Unpermitted, unmarked, and poorly maintained hunting stands pose a real safety risk for people walking in the forest. Old wooden structures covered in moss and affected by rot can collapse under load. Since hunting stands are neither marked nor inventoried, there is no systematic maintenance obligation and no clearly identifiable responsible party in the event of damage.
Added to this is the actual hunting risk: hunting stands are used predominantly at dawn and dusk and during the night, when wildlife is active. In poor lighting conditions, fog, cold, and fatigue, misidentifications and stray shots occur more frequently. Hunting accidents in Switzerland document that a significant proportion of hunting accidents occur in situations considered controlled, including stationary hunts.
What do hunting stands mean for wildlife?
Hunting stands are not harmless for wildlife. They are associated with baiting sites — feeding stations where wildlife is lured in order to enable shots to be taken. These baiting sites are used in sensitive habitats, protected areas, and retreat zones, disrupting the animals' natural movement behavior. Wildlife learn to associate certain locations with danger and avoid areas they would need for food, rest, and reproduction.
Hunting and Animal Welfare shows that the follow-up tracking rate — that is, the proportion of animals that must be pursued after a shot because they do not drop dead immediately — is between 35 and 65 percent even in stationary hunting. “Controlled” does not mean “precise” or “compliant with animal welfare standards.”
How does enforcement work in practice?
Enforcement is weak. Municipalities and cantons rarely act on their own initiative against unauthorized hunting stands. There are no demolition deadlines, no automatic sanctions, and no liability rules that clearly fall on the hunting license holder.Hunting laws and oversight explains the structural reason: hunting supervision in Switzerland is largely self-regulation. Those who are supposed to monitor hobby hunters are often part of the hunting world themselves.
This is not a mere regulatory infraction. When public forests are treated as private hunting infrastructure without informing the public, when hikers find themselves near hunting stands, and when the state fails to intervene, it violates the right to undisturbed use of public spaces.Hunting and human rights addresses this aspect.
Are hunting stands a symbol of a larger problem?
Hunting stands are a concrete example of a more general phenomenon: hobby hunting claims public spaces as hunting infrastructure — without a transparent legal basis, without independent oversight, and without informing the public.Introduction to hunting criticism describes this situation as a structural conflict of interest: hunting associations and hunting authorities are too often the same actors.
The law is clear: hunting stands in public forests without authorization are illegal. The fact that this situation has been tolerated for decades reflects the power imbalance in favor of the organized hunting lobby — at the expense of the public, forest owners, and wildlife.
What do experts and animal welfare organizations demand?
The demands are concrete and legally grounded: first, a complete, public hunting stand registry in every canton, including information on location, materials, year of construction, permit status, and the responsible hunting license holder. Second, a binding transition period within which all unauthorized hunting stands must either be retroactively permitted or removed.

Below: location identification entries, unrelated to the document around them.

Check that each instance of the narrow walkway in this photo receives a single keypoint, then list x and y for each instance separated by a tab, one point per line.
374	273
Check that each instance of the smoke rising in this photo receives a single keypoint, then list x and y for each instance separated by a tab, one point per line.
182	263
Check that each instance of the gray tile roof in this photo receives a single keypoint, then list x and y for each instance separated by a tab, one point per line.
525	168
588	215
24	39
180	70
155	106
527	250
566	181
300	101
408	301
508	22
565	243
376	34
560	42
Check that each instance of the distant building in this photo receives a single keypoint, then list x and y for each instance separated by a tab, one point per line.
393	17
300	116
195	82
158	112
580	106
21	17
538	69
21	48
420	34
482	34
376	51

Third, an automatic obligation to dismantle hunting stands that have not been used for more than two hunting seasons or whose license has lapsed. Fourth, a ban on baiting in protected areas, quiet zones, and sensitive habitats.

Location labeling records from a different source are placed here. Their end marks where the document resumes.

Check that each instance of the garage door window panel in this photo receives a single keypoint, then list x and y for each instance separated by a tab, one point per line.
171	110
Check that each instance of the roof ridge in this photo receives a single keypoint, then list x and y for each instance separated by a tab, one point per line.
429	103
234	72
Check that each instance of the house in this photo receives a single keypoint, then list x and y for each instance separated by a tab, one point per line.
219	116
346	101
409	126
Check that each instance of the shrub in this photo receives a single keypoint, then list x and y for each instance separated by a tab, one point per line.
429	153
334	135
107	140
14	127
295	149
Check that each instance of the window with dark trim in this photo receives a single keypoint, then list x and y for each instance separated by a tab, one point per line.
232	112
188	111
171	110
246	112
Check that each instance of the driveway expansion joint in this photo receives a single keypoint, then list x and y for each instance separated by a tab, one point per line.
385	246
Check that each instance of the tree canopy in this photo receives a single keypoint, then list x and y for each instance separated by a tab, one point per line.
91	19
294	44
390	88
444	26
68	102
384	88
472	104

Sample texts for hunt-critical motions provide concrete starting points for parliamentary motions in cantonal councils.
Conclusion
Hundreds of hunting blinds stand in Swiss forests without permits. The law is clear: they require authorization. Enforcement is absent. As long as there is no nationwide registry, no obligation to dismantle them, and no independent oversight, public forests are being used as private hunting infrastructure — at the expense of the public, nature, and the safety of all forest users. The political will to enforce existing law must be demanded from municipalities and cantons.